On Sunday, March 18, The Chronicle published a special insert, Profiles of Sacrifice, which listed the names of the 3,211 members of the U.S. Armed Forces killed in Iraq since the war began four years ago. That number is now 3,235. The section contained brief profiles of the thirty-six servicemembers from the Bay Area who lost their lives in Iraq. The text of the profile on Army Spc. Christopher D. Rose is below:

On Christmas, Christopher D. Rose's parents placed a small tree on his grave.

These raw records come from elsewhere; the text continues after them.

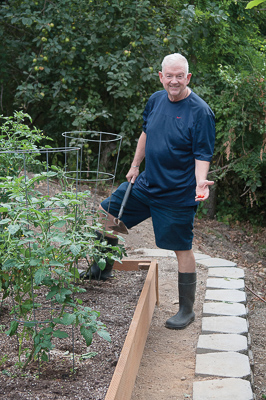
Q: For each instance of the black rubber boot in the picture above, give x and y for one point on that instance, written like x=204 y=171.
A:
x=187 y=290
x=95 y=272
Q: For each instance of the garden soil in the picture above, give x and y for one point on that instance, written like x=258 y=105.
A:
x=167 y=368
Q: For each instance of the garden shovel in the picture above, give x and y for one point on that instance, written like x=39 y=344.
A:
x=119 y=226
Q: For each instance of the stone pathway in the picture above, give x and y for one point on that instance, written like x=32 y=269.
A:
x=223 y=357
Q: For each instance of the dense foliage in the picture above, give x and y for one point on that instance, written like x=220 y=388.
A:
x=93 y=64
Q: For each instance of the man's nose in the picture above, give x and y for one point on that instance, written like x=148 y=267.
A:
x=174 y=80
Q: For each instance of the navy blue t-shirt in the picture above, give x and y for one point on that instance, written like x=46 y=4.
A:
x=177 y=134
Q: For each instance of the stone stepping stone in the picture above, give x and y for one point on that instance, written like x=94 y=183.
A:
x=215 y=309
x=217 y=262
x=225 y=283
x=222 y=342
x=226 y=272
x=227 y=365
x=230 y=324
x=223 y=389
x=229 y=296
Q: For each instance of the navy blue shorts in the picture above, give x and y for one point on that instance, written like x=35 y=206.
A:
x=173 y=226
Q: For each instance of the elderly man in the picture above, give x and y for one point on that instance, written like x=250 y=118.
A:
x=177 y=144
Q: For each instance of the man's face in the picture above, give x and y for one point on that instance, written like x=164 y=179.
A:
x=175 y=81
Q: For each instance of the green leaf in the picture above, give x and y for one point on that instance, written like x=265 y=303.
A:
x=39 y=276
x=59 y=224
x=75 y=249
x=68 y=319
x=13 y=328
x=101 y=263
x=254 y=3
x=105 y=335
x=60 y=334
x=87 y=334
x=12 y=229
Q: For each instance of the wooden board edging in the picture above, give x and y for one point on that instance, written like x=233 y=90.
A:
x=124 y=377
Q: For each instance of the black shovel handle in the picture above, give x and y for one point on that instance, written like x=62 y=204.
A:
x=126 y=196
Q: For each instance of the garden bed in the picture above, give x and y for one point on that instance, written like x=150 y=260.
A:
x=101 y=363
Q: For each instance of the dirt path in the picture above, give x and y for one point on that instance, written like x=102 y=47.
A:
x=167 y=368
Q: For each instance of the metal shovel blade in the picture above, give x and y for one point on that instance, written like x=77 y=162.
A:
x=119 y=226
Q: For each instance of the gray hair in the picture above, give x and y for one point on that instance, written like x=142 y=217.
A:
x=174 y=58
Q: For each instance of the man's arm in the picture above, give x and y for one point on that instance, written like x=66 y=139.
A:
x=201 y=172
x=138 y=158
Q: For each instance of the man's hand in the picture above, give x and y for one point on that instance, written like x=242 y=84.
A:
x=202 y=190
x=132 y=174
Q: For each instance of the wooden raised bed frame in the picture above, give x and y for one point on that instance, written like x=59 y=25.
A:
x=124 y=377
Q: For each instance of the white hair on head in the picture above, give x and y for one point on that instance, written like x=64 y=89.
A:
x=174 y=58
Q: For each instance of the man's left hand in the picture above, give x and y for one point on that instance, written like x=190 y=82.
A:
x=202 y=190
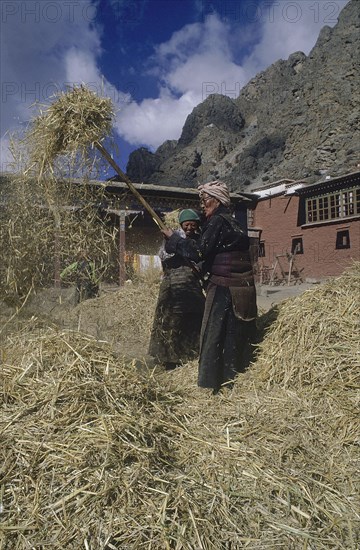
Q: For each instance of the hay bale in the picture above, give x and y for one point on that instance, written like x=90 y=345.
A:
x=98 y=454
x=315 y=339
x=70 y=125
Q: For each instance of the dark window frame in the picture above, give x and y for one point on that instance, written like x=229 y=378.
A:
x=297 y=245
x=333 y=206
x=342 y=239
x=262 y=252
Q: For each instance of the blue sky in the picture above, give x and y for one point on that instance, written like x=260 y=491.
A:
x=157 y=59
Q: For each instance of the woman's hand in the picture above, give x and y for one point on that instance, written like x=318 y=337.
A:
x=167 y=233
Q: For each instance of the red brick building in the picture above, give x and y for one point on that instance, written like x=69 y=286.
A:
x=311 y=230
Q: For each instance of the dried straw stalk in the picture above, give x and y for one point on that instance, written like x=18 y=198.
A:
x=98 y=454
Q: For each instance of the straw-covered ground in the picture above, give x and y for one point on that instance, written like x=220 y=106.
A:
x=99 y=454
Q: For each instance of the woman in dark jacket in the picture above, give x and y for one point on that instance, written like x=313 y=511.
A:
x=179 y=311
x=230 y=309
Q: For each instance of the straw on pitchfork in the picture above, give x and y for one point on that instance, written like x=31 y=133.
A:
x=76 y=121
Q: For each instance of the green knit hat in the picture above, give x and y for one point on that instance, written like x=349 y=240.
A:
x=188 y=215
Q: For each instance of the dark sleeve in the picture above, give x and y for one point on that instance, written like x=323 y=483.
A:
x=211 y=238
x=186 y=248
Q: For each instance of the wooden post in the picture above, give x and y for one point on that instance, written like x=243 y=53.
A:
x=122 y=274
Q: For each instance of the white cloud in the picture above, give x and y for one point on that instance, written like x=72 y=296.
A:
x=200 y=59
x=47 y=44
x=290 y=26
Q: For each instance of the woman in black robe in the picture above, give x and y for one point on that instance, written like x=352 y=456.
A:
x=179 y=311
x=230 y=310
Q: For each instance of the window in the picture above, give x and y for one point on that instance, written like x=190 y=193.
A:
x=297 y=246
x=262 y=249
x=342 y=239
x=333 y=206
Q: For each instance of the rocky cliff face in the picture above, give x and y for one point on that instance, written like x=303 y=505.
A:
x=298 y=119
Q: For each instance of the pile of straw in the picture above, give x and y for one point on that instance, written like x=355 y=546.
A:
x=70 y=125
x=99 y=454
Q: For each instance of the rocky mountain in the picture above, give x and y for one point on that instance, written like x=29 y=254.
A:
x=298 y=119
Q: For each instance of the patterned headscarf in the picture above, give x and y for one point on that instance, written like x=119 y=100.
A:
x=217 y=189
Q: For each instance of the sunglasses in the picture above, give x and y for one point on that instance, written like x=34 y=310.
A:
x=203 y=202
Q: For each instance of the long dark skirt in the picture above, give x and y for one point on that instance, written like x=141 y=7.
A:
x=175 y=333
x=225 y=340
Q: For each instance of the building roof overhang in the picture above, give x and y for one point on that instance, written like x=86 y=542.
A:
x=333 y=184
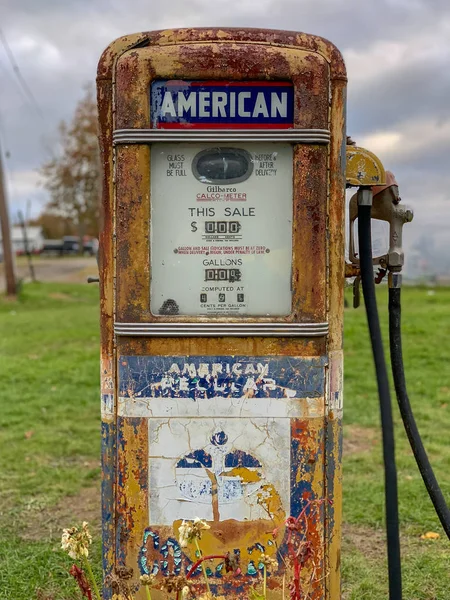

On Valentine's Day, they brought him a card.

Every day, they drive from their Daly City home to Golden Gate National Cemetery in San Bruno before Rudy starts his night job as a security guard and Margaret her graveyard shift at Target.

They tell their son that they miss him, that they love him. They pass on messages and cards from family and friends who know the couple religiously visits their son, Army Spc. 4 Christopher D. Rose, 21, who was killed June 29 by a bomb in Baghdad, two years after he had enlisted in the Army.

"If we didn't go to the cemetery every day, I would go crazy," said Margaret. "It's great to tell him hello."

On Feb. 4, what would have been his 22nd birthday, they bought his favorite rum cake and, together with family, sang him happy birthday. Their son, they said, was so kind and ebullient. He told them he joined the Army to keep his family safe.

They savor memories of his two-week visit home in May, and wonder if he sensed his impending death and was saying goodbye. He visited favorite elementary, middle and high school teachers in San Francisco. At one gathering, his mother spotted him watching quietly from a distance as everyone enjoyed a party.

"I'm putting it in my mind -- the memories I want to take with me," he told her.

He had already lived through hell in Iraq. Not long after arriving in November 2005, a roadside bomb exploded near his humvee. His sergeant ordered him to fire on some figures Rose had spotted running away, his father said. When the troops examined the bodies, they discovered children with a remote detonation device. The young soldier never got over it.

His mother has agonized over whether their son suffered before he died. And then her husband Rudy had a dream in which Christopher appeared and explained, "All I heard was an explosion and my legs went numb."

"The message to me is 'I didn't suffer,' said Rudy, who cries every day.